Pour ne pas tomber dans ce piège, il faut savoir reconnaître ces versions néolibérales du revenu universel et s’y opposer farouchement. Dans ces versions, le revenu universel n’est destiné qu’à masquer la violence d’un système économique qui fragilise les travailleur·se·s et fait d’elleux les parfaits sujets du capitalisme : des entrepreneur·se·s d’elleux-mêmes, sans collectif de travail sur lequel se reposer, en concurrence avec l’ensemble du genre humain et prêt·e·s à tout pour avoir leur part du gâteau. Cela peut aussi avoir pour fonction de légitimer les inégalités sociales qui résultent de cette organisation du travail : celleux qui ne correspondront pas à la forme de subjectivité attendue par le capitalisme (la figure de l’entrepreneur·euse agile, adaptable, multicompétences, etc.) auront plus de difficultés à mettre leur « échec » sur le dos d’une malchance à la loterie sociale. Puisque tout le monde a reçu un revenu universel, cet échec ne peut s’expliquer que par des manquements personnels.
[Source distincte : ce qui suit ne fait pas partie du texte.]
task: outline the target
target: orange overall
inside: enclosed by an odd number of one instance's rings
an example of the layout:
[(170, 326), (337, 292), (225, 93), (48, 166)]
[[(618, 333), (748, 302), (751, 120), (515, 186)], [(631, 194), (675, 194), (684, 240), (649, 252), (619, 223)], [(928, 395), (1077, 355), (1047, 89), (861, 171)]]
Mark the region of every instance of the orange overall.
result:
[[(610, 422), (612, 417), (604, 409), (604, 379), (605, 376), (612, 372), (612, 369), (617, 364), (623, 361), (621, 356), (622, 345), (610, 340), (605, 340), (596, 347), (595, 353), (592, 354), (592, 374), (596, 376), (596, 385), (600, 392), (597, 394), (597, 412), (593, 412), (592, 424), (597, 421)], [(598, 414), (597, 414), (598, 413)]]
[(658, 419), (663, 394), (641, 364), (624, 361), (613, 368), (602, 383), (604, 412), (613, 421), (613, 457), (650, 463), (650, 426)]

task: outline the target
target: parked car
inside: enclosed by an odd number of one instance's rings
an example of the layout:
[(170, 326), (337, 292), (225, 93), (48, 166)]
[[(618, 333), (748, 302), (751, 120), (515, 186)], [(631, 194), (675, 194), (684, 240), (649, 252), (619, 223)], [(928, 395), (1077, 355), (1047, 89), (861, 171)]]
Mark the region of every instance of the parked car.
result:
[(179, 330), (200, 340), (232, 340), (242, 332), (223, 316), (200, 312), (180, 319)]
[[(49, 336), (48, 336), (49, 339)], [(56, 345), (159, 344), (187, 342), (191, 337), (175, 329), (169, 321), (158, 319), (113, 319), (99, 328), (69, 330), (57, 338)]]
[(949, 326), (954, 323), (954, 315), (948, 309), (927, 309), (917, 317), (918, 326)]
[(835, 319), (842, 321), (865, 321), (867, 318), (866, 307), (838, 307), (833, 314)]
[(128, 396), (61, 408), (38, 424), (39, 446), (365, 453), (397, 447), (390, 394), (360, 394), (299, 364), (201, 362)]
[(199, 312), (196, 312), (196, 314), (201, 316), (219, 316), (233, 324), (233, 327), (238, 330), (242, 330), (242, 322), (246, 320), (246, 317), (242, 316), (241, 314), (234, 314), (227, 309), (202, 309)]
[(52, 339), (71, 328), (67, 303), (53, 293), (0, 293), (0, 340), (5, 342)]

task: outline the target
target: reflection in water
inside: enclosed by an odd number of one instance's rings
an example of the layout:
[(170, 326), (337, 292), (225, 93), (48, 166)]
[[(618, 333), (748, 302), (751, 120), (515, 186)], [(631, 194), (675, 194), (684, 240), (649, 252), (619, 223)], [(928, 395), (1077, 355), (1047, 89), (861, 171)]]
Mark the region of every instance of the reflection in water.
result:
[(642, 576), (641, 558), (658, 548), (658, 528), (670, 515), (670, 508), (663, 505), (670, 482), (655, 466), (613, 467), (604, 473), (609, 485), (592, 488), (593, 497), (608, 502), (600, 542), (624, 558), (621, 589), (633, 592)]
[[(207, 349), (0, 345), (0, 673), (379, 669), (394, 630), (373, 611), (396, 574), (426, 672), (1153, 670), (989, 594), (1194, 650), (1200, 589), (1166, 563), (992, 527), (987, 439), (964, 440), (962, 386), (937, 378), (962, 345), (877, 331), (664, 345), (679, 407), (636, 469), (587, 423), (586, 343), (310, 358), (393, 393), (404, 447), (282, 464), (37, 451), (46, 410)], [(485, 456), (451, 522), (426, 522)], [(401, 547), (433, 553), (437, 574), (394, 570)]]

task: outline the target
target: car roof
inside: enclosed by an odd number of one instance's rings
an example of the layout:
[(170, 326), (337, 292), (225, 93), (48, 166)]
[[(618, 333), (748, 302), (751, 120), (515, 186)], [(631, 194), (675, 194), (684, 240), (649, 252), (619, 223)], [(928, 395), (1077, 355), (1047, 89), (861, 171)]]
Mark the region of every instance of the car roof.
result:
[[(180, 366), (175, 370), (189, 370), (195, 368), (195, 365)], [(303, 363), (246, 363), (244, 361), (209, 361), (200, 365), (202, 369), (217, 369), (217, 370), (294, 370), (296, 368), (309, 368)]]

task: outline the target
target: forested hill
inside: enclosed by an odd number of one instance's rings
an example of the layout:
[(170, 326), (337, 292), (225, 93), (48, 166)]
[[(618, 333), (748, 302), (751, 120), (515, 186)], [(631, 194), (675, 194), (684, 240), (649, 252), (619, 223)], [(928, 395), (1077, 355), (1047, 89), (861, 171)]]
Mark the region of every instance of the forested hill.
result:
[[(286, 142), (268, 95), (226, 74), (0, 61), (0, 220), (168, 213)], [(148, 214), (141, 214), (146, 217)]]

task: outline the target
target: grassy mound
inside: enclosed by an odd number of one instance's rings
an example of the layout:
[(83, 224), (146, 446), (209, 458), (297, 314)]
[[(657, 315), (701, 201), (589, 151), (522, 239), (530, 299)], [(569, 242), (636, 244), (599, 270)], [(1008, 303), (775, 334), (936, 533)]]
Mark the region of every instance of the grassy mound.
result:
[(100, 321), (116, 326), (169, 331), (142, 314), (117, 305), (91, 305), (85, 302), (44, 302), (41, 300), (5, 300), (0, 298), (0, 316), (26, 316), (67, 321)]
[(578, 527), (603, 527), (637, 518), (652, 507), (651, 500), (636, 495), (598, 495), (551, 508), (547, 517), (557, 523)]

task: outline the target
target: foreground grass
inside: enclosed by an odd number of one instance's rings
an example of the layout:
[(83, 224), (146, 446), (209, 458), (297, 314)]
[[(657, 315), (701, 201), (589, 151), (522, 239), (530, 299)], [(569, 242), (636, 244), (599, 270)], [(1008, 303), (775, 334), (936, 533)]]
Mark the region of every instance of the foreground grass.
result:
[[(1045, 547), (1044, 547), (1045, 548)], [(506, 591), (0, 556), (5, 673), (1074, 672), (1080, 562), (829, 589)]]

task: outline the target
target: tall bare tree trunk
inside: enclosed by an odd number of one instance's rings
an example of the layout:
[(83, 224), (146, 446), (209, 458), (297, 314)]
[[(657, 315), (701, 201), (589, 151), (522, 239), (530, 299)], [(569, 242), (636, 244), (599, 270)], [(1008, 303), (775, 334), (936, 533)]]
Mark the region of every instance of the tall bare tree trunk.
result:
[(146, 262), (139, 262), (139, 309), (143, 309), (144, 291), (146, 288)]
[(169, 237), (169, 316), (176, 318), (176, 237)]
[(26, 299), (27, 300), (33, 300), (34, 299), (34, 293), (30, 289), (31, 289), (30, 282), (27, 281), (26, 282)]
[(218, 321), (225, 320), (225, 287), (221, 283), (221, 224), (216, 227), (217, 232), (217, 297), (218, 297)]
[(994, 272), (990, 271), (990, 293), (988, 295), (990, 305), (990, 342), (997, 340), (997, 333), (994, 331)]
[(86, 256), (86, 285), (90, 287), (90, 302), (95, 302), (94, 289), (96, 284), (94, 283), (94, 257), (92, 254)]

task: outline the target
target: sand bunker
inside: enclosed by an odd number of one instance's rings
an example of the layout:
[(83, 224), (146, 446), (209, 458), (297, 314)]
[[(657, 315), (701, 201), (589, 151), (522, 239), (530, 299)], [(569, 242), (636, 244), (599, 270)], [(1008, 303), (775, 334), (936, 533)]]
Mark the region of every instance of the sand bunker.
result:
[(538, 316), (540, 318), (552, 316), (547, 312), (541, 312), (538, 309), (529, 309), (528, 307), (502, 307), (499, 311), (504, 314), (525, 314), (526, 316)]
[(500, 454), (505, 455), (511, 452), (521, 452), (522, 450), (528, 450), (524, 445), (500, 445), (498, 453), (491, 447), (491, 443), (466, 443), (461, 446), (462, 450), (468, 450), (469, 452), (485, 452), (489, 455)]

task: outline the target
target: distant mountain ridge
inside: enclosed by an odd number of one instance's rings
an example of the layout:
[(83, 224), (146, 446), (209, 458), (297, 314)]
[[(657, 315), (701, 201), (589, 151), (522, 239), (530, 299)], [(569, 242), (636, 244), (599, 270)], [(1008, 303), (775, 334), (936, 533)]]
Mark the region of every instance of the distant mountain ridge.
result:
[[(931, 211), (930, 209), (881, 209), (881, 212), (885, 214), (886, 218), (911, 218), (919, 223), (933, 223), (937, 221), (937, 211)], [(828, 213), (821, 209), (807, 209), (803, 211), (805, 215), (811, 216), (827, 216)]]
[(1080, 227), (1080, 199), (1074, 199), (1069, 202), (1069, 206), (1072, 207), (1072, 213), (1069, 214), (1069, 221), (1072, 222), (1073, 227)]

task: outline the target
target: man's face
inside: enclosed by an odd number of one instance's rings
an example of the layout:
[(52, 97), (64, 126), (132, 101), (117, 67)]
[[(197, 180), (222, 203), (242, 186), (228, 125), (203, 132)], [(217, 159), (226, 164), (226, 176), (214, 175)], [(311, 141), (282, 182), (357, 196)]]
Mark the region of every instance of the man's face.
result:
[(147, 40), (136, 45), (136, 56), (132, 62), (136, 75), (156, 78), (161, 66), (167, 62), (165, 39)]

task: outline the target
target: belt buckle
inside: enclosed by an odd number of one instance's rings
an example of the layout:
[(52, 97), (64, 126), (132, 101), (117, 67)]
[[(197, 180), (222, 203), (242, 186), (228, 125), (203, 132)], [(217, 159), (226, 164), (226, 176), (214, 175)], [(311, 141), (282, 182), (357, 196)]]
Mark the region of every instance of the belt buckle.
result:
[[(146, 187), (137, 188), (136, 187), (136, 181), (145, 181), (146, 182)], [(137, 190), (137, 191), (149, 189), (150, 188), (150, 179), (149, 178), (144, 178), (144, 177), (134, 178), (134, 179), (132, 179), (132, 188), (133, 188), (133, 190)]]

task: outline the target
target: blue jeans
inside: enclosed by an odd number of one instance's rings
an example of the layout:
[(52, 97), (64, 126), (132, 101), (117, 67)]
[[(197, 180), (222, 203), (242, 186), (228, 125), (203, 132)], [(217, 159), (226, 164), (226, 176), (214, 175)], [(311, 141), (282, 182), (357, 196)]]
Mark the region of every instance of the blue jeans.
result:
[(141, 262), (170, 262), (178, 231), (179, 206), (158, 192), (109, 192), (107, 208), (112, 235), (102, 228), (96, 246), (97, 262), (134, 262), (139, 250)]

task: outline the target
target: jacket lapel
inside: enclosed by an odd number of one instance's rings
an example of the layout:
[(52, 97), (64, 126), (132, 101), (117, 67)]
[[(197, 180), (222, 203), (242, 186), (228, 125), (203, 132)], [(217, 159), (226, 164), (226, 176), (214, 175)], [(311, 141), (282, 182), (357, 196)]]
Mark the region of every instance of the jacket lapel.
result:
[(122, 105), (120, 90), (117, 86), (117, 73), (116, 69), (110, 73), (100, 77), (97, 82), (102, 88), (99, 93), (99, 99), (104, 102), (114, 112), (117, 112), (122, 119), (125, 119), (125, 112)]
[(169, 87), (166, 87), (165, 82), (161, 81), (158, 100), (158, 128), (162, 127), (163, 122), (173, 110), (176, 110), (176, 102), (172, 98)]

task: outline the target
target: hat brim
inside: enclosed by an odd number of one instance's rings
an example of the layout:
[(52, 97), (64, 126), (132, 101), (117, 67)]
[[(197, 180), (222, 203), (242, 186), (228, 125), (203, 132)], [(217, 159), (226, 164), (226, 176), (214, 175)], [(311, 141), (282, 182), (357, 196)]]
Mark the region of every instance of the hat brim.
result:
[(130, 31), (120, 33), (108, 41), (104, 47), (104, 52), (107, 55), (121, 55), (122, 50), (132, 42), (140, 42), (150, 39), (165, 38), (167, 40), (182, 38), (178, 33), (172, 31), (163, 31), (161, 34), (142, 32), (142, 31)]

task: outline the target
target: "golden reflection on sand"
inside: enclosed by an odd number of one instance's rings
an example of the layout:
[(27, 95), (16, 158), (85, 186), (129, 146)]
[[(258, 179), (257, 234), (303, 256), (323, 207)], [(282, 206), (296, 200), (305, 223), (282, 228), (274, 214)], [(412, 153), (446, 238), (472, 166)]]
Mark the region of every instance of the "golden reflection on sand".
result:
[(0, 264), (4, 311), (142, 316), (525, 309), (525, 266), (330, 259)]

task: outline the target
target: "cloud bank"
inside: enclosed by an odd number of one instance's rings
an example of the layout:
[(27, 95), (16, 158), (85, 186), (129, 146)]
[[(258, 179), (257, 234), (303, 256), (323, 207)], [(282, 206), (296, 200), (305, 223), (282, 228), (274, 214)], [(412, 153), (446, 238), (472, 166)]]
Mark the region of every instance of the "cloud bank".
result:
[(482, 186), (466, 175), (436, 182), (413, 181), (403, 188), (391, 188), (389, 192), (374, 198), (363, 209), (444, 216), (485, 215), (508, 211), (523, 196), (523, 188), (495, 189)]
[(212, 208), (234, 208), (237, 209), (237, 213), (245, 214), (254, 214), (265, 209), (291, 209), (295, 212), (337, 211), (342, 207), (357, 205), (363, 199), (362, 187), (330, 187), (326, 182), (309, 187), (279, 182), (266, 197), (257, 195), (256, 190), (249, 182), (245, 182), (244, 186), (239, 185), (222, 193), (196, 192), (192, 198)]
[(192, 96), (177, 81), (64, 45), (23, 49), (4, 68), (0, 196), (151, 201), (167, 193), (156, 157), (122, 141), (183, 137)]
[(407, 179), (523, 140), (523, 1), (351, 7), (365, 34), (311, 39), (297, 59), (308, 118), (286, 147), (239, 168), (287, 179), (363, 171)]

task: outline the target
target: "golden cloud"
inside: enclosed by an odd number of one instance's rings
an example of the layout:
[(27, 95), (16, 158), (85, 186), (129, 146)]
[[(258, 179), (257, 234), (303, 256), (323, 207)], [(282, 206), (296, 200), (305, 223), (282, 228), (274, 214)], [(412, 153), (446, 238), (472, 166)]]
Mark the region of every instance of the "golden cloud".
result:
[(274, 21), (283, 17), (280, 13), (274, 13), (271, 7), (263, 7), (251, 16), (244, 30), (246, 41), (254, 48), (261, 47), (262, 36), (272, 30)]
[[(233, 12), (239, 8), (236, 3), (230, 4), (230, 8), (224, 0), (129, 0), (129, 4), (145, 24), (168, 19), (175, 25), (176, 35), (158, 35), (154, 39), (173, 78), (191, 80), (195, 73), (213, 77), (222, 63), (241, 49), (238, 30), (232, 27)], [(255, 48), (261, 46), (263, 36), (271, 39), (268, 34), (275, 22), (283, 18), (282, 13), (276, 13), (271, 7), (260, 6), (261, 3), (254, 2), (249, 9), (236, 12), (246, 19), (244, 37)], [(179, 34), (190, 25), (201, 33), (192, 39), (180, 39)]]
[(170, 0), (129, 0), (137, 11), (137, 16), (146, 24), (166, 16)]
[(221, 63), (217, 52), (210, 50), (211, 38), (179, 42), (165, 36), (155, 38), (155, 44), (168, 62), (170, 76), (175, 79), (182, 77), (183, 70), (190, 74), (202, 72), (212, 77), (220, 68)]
Pour moi, il n’est pas question d’accompagner ces mutations du travail qui nuisent aux travailleur·se·s. Il s’agit plutôt de leur redonner une autonomie collective sur leur travail, sur son contenu, sur son organisation, sur sa définition. De sorte que ce travail ne soit pas un facteur d’asservissement mais de libération, qu’il leur permette d’atteindre un « plus-être » et non pas un « moins-être », pour reprendre les mots de Paulo Freire.